ACL reconstruction patellar tendon

Anterior cruciate ligament (ACL) reconstruction patellar tendon is a surgical procedure that replaces the injured ACL with a patellar tendon.

The goal of ACL reconstruction surgery is to tighten your knee ligament and restore its stability.

Anterior cruciate ligament reconstruction patellar tendon is a surgical procedure to replace the torn ACL with part of the patellar tendon taken from your own leg. The new ACL is harvested from the patellar tendon that connects the bottom of the kneecap (patella) to the top of the shinbone (tibia). The procedure is performed under general anesthesia. Your surgeon will make two small cuts about ¼ inch around your knee. An arthroscope, a tube with a small video camera on the end is inserted through one incision to view the inside of the knee joint. Along with the arthroscope, a sterile solution is pumped into the knee to expand it, providing your surgeon to have a clear view of the inside of the joint. The torn ACL will be removed and the pathway for the new ACL is prepared. Your surgeon makes an incision over the patellar tendon and takes out the middle third of the patellar tendon, along with small plugs of bone where it is attached on each end. The remaining portions of the patellar tendon on either side of the graft are sutured back after its removal. Then the incision is closed. The arthroscope is reinserted into the knee joint through one of the small incisions. Small holes are drilled into the upper and lower leg bones where these bones come together at the knee joint. The holes' form tunnels in your bone to accept the new graft. The graft is pulled through the predrilled holes in the tibia and femur. The new tendon is then fixed into the bone with screws to hold it in place while the ligament heals into the bone. The incisions are then closed with sutures and a dressing is placed.

Risks and complications

The possible risks and complications associated with ACL reconstruction with the hamstring and patellar tendon methods include:

  • Numbness
  • Infection
  • Blood clots (deep vein thrombosis)
  • Nerve and blood vessel damage
  • Failure of the graft
  • Loosening of the graft
  • Decreased range of motion
  • Crepitus (crackling or grating feeling of the kneecap)
  • Pain in the knee
  • Repeat injury to the graft

Post operative care

Following the surgery, rehabilitation begins immediately. A physical therapist will teach you specific exercises to strengthen your leg and restore knee movement. Avoid competitive sports for 5 to 6 months to allow the new graft to incorporate into the knee joint.
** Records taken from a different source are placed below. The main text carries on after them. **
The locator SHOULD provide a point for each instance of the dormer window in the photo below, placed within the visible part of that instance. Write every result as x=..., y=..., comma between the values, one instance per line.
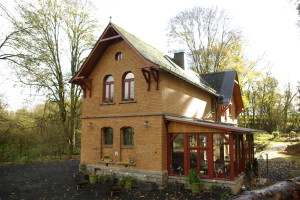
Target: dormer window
x=118, y=56
x=108, y=89
x=128, y=87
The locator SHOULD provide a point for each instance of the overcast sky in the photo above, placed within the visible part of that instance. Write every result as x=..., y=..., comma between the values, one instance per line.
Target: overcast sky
x=268, y=25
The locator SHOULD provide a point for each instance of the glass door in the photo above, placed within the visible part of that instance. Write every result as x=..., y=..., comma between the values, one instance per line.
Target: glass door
x=198, y=153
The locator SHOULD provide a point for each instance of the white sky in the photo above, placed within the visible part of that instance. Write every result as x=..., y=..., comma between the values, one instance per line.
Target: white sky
x=268, y=25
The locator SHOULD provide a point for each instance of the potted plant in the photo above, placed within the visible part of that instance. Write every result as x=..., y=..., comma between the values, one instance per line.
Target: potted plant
x=111, y=180
x=176, y=186
x=219, y=190
x=93, y=178
x=255, y=167
x=146, y=186
x=127, y=182
x=194, y=180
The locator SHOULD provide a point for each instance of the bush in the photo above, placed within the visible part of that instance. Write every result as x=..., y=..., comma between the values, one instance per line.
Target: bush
x=293, y=134
x=275, y=134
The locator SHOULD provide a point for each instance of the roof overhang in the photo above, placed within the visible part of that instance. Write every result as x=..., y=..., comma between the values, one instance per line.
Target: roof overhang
x=224, y=127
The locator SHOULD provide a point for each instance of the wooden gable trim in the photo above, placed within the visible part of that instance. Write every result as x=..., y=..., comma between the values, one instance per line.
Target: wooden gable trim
x=109, y=34
x=85, y=84
x=147, y=73
x=110, y=38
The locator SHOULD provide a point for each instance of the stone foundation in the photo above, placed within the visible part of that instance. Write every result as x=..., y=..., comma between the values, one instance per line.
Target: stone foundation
x=234, y=186
x=160, y=178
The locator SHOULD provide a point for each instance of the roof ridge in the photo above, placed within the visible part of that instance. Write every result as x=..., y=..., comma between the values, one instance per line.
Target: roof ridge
x=159, y=58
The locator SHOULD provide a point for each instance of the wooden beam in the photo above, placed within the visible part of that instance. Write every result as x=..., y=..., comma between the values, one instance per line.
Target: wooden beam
x=231, y=155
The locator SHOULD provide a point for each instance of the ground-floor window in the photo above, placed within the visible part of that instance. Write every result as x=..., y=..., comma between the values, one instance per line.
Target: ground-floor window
x=128, y=136
x=177, y=154
x=221, y=155
x=214, y=155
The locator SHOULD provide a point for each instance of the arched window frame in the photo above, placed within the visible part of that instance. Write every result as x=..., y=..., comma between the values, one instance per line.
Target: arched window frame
x=108, y=89
x=118, y=56
x=128, y=87
x=108, y=136
x=127, y=136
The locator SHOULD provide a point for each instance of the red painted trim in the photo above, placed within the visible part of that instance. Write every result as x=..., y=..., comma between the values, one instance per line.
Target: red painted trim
x=231, y=154
x=224, y=137
x=210, y=156
x=155, y=75
x=147, y=77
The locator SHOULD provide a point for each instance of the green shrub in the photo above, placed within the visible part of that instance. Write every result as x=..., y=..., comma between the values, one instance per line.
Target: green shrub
x=275, y=134
x=293, y=134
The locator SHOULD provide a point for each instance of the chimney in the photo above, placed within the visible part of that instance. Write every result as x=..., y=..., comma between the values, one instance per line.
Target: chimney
x=179, y=59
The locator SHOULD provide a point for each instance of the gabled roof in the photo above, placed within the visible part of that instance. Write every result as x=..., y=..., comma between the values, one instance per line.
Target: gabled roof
x=226, y=84
x=215, y=125
x=151, y=55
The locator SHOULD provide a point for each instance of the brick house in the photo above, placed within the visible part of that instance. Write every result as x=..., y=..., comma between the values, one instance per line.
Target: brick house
x=146, y=115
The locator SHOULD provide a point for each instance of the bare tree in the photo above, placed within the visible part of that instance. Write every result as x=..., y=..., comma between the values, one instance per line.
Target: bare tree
x=52, y=40
x=207, y=33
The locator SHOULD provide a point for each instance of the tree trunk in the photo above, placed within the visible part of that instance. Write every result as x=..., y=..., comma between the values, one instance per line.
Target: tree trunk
x=282, y=190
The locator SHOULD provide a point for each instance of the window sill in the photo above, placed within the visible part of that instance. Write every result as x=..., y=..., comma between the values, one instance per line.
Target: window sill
x=129, y=101
x=107, y=146
x=127, y=147
x=127, y=164
x=107, y=103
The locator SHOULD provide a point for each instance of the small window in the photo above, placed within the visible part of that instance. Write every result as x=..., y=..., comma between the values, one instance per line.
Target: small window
x=108, y=136
x=128, y=87
x=128, y=134
x=118, y=56
x=109, y=89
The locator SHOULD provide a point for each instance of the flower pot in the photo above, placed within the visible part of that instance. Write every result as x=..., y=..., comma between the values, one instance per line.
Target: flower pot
x=128, y=184
x=195, y=187
x=111, y=181
x=146, y=186
x=93, y=178
x=176, y=186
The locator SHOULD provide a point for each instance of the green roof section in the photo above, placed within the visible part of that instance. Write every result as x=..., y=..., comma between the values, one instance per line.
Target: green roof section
x=164, y=61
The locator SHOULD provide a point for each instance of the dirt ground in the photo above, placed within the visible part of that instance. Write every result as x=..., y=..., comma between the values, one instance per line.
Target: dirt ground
x=54, y=180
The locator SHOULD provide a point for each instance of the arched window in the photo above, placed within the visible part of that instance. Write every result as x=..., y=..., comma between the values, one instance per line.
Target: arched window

Anterior cruciate ligament reconstruction is a very common and successful procedure. It is usually indicated in patients who desire to return to an active lifestyle, especially those wishing to play sports involving running and twisting. An anterior cruciate ligament injury is a common knee ligament injury. If you have injured your ACL, surgery may be needed to regain full function of your knee.